As the others have said, it’s important to understand what you’re doing, as the wrong settings can prevent your server from functioning until fixed or leave you with a very insecure configuration. If you’re unsure, always keep a backup of the contents for the files you’re editing.

That said, some of the settings are okay to copy and paste if you use a good source. In general, you don’t need to worry about the revocation, verify and a few other configuration parameters as they apply to client-supplied certificates or other specialized configurations.

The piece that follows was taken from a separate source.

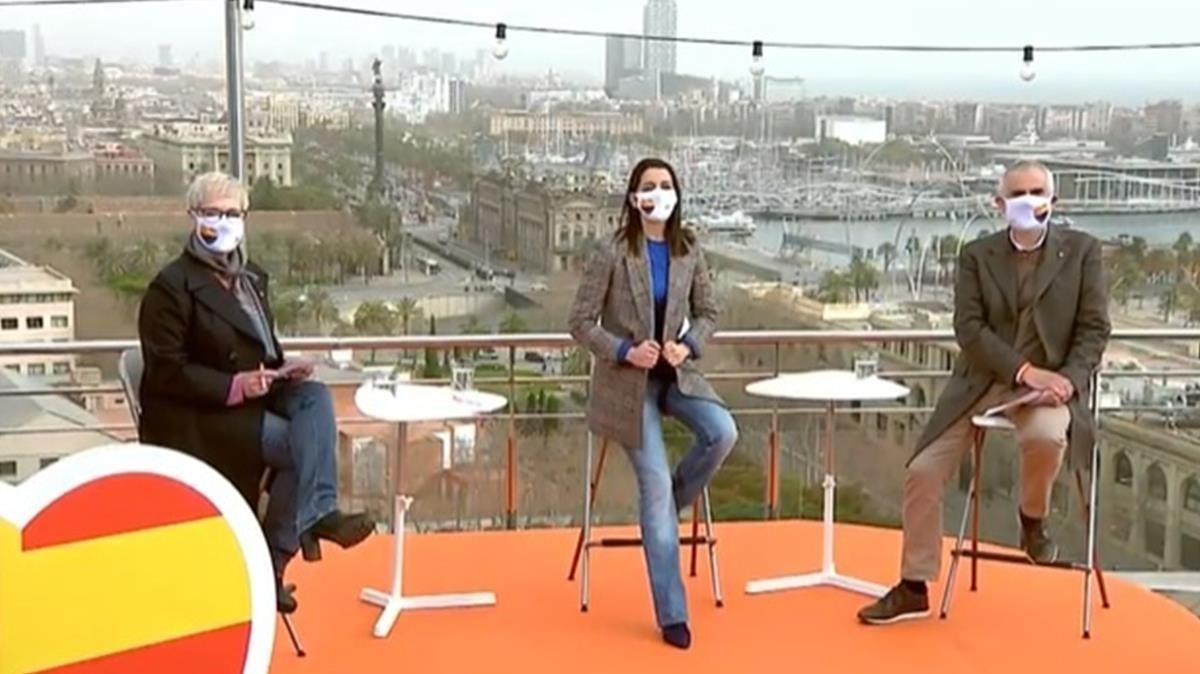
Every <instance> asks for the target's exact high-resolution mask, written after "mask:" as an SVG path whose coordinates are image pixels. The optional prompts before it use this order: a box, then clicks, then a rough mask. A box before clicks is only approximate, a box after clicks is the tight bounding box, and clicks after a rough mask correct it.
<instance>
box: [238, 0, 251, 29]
mask: <svg viewBox="0 0 1200 674" xmlns="http://www.w3.org/2000/svg"><path fill="white" fill-rule="evenodd" d="M241 29H242V30H254V0H244V2H242V4H241Z"/></svg>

The config generator you linked is a good source for many of the settings, just make sure you put the right versions in the form so you’re getting settings that will work with your configuration. Unless you know viewers are going to use very old browsers or strictly new ones, the “intermediate” settings are your best option.


#5

Sorry If i give you the impression i wasn’t looking to understand and not trying to do by myself.

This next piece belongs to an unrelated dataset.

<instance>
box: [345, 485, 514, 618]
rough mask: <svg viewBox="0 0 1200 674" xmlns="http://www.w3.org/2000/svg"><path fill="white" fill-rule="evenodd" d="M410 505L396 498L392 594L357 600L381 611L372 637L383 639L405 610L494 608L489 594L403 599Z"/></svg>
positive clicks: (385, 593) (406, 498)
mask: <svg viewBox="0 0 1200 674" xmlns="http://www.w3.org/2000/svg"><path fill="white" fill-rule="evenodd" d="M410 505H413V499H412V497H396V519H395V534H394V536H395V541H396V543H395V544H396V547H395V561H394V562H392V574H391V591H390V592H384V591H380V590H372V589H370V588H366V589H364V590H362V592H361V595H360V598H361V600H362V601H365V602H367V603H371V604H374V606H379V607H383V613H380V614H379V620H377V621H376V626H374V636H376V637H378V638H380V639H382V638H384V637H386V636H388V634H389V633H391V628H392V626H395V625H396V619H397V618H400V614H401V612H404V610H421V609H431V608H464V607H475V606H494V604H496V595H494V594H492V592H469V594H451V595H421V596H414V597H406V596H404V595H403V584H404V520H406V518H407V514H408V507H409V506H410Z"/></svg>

In fact That’s what i was coming for, understand the parameter

So I will tell you what i understood and hope you can correct if I’m wrong

SSLProtocol
define protocol
–> SSLProtocol all -SSLv2 -SSLv3 -TLSv1

SSLCipherSuite
if I understood this is defined by my openssl version, actually 1.0.1f
so
–> SSLCipherSuite ECDHE-ECDSA-CHACHA20-POLY1305:ECDHE-RSA-CHACHA20-POLY1305:ECDHE-ECDSA-AES128-GCM-SHA256:ECDHE-RSA-AES128-GCM-SHA256:ECDHE-ECDSA-AES256-GCM-SHA384:ECDHE-RSA-AES256-GCM-SHA384:DHE-RSA-AES128-GCM-SHA256:DHE-RSA-AES256-GCM-SHA384:ECDHE-ECDSA-AES128-SHA256:ECDHE-RSA-AES128-SHA256:ECDHE-ECDSA-AES128-SHA:ECDHE-RSA-AES256-SHA384:ECDHE-RSA-AES128-SHA:ECDHE-ECDSA-AES256-SHA384:ECDHE-ECDSA-AES256-SHA:ECDHE-RSA-AES256-SHA:DHE-RSA-AES128-SHA256:DHE-RSA-AES128-SHA:DHE-RSA-AES256-SHA256:DHE-RSA-AES256-SHA:ECDHE-ECDSA-DES-CBC3-SHA:ECDHE-RSA-DES-CBC3-SHA:EDH-RSA-DES-CBC3-SHA:AES128-GCM-SHA256:AES256-GCM-SHA384:AES128-SHA256:AES256-SHA256:AES128-SHA:AES256-SHA:DES-CBC3-SHA:!DSS

SSLHonorCipherOrder
must follow server order
–> on

SSLCompression
–> off
!!! Enabling compression causes security (CRIME attack).

SSLSessionTickets
–>off
Using them without restarting the web server with an appropriate frequency (e.g. daily) compromises perfect forward secrecy.

#############################################
To be removed, as those parametre are used when we know clients as on intranet
SSLCACertificatePath SSLCACertificateFile SSLCARevocationPath SSLCARevocationFile SSLVerifyClient SSLVerifyDepth


#6

This topic was automatically closed 30 days after the last reply. New replies are no longer allowed.